Sunflower Bean, “Mortal Primetime”

The New York trio’s first self-produced album has a smooth, consistent, quietly confident sound quality that reflects the elegance that’s always been at their core.
Reviews

Sunflower Bean, Mortal Primetime

The New York trio’s first self-produced album has a smooth, consistent, quietly confident sound quality that reflects the elegance that’s always been at their core.

Words: Kurt Orzeck

April 25, 2025

Sunflower Bean
Mortal Primetime
LUCKY NUMBER

Has the shoegaze craze got you down? Try Sunflower Bean on for size. With a soft and fuzzy post-stoner-rock sound that can’t be resisted, the New York trio makes magic on their fourth record—and makes it sound oh-so-easy to pull it off. The yin to Ghost’s yang, Mortal Primetime is dropping the same day as the new record by the Swedish exhibitionists in the most unassuming way, sure to fly under the radar, and undeservedly so. Sunflower Bean started a little over a decade ago with lots of heart but a deficiency of direction and coherent sound—but with Mortal Primetime, they prove that they’ve ultimately grown into a band so unrecognizably superior that they may as well legally change their name. 

It’s worth noting that the rough production quality of Sunflower Bean’s early material was evidently not of their own doing. Mortal Primetime is the first record they’ve produced by themselves, and it’s almost maddening that it took them this long to take those reins, because this record has a smooth, consistent, quietly confident sound quality to it that directly reflects what’s at the core of this band: elegance. There are no tricks at play here, because Sunflower Bean are good enough at songcraft that they don’t need to rely on any; simply by being themselves—a place that, admittedly, takes everyone a long time to arrive at in their own life—they shine through.

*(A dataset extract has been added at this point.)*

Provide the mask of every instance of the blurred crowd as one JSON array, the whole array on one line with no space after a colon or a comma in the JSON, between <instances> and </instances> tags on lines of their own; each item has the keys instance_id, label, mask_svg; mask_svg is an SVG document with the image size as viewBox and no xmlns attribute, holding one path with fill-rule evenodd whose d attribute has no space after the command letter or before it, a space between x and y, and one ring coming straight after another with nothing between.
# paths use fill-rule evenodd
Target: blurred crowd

That’s particularly the case on the fluid “There’s a Part I Can’t Get Back,” “Shooting Star,” and “I Knew Love.” Scratch that: It’s true on every damn song on this magnificent record.

“Oh no / It’s not the same / As when we used to play / Innocent games / Waiting for the rain,” guitarist/co-vocalist Nick Kivlen sings on the third track, “Waiting for the Rain,” before ripping into a Slash-style virtuoso guitar solo. The song is ostensibly about reconnecting with old friends and lamenting that times spent with them simply aren’t as fun as they used to be. But the delectably downcast song is so good, it actually makes a case against its own message: Soft rock like this never sounded so good in the AOR days of yore, when bands like Toto and Steely Dan led pop music down a dead end. Maybe they’re not even aware of it, but Sunflower Bean are on the right path, and hopefully blazing a trail that will be followed by young artists who spend more time looking up to the heavens instead of down at their navels.